One page should own the whole keyword family when the variants all share one intent and surface one set of search results, and you split it when a variant carries a distinct intent or its own results page that deserves separate treatment. The pivot is shared intent versus distinct intent: same need, one page, different need, two pages. Neither extreme is right, building a page for every variant fragments your effort, and cramming genuinely different intents onto one page leaves each underserved.
Keep the family together when the variants are just different ways of asking the same thing. “How to clean a cast iron skillet,” “cleaning cast iron pan,” and “cast iron skillet cleaning steps” all want the same answer and would return the same kind of results, so one strong page owns them all. Splitting them only manufactures internal competition, where your own pages dilute each other for queries a single page could have won outright. The shared intent is the signal that they belong on one page.

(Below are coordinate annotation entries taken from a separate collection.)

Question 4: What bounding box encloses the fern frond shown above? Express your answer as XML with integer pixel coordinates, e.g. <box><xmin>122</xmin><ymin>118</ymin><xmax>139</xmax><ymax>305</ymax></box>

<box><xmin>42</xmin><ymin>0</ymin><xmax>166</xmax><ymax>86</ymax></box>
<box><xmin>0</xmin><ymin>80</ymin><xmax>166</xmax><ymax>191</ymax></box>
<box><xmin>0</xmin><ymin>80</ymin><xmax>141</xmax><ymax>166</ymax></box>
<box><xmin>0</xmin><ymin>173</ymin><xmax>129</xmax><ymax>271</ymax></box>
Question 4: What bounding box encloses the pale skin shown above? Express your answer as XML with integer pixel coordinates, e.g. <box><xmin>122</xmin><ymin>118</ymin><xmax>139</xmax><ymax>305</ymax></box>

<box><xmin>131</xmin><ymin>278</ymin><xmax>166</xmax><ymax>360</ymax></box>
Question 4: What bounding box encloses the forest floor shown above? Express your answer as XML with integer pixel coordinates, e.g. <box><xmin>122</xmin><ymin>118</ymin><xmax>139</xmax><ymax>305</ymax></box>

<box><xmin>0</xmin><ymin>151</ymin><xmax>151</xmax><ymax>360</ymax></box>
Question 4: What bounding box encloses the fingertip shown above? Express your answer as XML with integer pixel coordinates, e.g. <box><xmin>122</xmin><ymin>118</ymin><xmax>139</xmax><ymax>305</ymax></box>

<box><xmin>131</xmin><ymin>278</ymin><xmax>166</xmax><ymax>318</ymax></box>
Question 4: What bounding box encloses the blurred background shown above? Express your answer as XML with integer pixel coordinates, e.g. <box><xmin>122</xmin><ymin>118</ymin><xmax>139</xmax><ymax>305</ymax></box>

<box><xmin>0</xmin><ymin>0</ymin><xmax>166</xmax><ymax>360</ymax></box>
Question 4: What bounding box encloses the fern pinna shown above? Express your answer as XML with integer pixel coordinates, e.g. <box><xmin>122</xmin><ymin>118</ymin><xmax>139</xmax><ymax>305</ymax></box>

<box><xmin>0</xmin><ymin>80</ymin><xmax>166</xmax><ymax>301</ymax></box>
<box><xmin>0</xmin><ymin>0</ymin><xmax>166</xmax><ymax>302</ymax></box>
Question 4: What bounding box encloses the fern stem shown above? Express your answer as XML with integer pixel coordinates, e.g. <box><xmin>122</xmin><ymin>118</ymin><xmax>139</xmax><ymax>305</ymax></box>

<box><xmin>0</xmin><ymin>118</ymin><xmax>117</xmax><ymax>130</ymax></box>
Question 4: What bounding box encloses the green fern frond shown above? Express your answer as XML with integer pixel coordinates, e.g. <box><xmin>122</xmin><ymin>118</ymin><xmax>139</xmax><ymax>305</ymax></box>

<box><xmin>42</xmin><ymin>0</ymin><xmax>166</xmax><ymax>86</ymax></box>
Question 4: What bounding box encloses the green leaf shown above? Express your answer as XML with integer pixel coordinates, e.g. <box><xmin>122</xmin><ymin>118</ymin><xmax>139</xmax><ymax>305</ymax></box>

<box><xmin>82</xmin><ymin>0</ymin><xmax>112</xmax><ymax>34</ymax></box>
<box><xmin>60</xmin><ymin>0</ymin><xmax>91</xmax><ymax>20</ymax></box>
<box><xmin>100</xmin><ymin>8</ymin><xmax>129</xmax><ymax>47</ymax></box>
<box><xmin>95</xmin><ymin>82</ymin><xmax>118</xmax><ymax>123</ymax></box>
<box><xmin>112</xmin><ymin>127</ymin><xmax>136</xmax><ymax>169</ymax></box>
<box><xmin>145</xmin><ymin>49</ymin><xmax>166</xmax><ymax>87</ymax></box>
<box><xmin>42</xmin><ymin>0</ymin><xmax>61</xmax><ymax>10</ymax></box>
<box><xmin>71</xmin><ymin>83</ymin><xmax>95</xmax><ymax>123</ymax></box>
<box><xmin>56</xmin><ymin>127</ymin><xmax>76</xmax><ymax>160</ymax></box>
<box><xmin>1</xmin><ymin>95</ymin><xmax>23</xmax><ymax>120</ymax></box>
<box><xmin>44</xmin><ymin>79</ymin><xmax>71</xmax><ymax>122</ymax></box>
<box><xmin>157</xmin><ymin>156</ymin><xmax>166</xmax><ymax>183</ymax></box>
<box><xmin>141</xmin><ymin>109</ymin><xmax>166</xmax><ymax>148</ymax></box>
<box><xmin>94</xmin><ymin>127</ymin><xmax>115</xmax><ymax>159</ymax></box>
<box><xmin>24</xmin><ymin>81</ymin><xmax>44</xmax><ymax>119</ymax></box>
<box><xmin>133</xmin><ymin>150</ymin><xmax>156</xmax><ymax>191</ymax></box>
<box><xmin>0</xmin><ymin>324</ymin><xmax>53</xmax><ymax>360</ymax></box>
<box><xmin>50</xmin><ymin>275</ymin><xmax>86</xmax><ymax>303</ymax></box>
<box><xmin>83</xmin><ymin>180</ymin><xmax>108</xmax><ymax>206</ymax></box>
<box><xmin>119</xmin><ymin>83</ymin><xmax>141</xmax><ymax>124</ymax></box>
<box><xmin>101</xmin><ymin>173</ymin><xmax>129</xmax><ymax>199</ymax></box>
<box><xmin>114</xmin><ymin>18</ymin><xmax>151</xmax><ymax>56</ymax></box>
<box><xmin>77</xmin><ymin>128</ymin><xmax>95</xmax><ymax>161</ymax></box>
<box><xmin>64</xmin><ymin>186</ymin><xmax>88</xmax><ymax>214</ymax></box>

Split when a variant breaks away into its own need. “Cast iron skillet cleaning” and “how to remove rust from a cast iron skillet” start in the same family but diverge: the rust query has a distinct intent, a different answer, and likely its own results page where dedicated pages rank. That variant has earned its own page because serving it well requires content the general page would not naturally carry. The test is not how similar the words look but whether the searcher behind the variant wants something the family page cannot fully deliver.
So before deciding, look at intent and the results pages, not the keyword spelling. Keep same-intent variants on one page that owns them cleanly, and peel off only the variants whose intent or results genuinely diverge, giving each of those its own page. Group by the need, split by the difference, and let the family hold together everywhere the intent is one.